アグリー(ugly)と言いたい気持ちをこらえてアグレッシブ(aggressive)と表現しておきたいこのノーズ、ただ1点を取り上げて、F2012は「ダメ」の烙印を捺すのはまだ早い。極めて保守的な設計だった2011年のF150°イタリアに比べれば、F2012は格段にラジカルだ。
成功を収めたレッドブルにならい、トップ〜中団チームが一斉にプルロッド式リヤサスペンションに流れるなかで、F150° Italiaだけは流行を追わず、プッシュロッド式を踏襲した。そんな保守的な考えを改め、F2012ではプルロッド式に転換。驚くべきはリヤだけでなくフロント・サスペンションもプルロッド式に切り替えたことだ。空力的に有利だというのがレイアウト変更の最大の理由らしいが、果たしてフロントほどの効果を発揮するのか。成り行きに注目である。

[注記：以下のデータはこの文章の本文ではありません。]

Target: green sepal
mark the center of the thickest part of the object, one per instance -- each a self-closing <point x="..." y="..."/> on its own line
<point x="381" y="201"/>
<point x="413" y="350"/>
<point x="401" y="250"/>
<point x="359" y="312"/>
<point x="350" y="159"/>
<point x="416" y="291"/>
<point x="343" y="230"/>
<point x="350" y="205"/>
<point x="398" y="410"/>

テールパイプをカバーするフェアリングが張り出しているせいで目立たないが、リヤの絞り込みは一段と進行した。CFRP製のギヤボックス・ケーシングはスリムに設計しなおしたという。そのギヤボックスにラジエターの一部を配置する設計としたのは、ボディサイド部のボリュームを小さくするため。ラジエターにフレッシュなエアを導く目的で、インダクションポッド後方にダクトを追加した。サイドインパクト・ストラクチャーの構造を見直したのも、ボディをスリムにするのが目的である。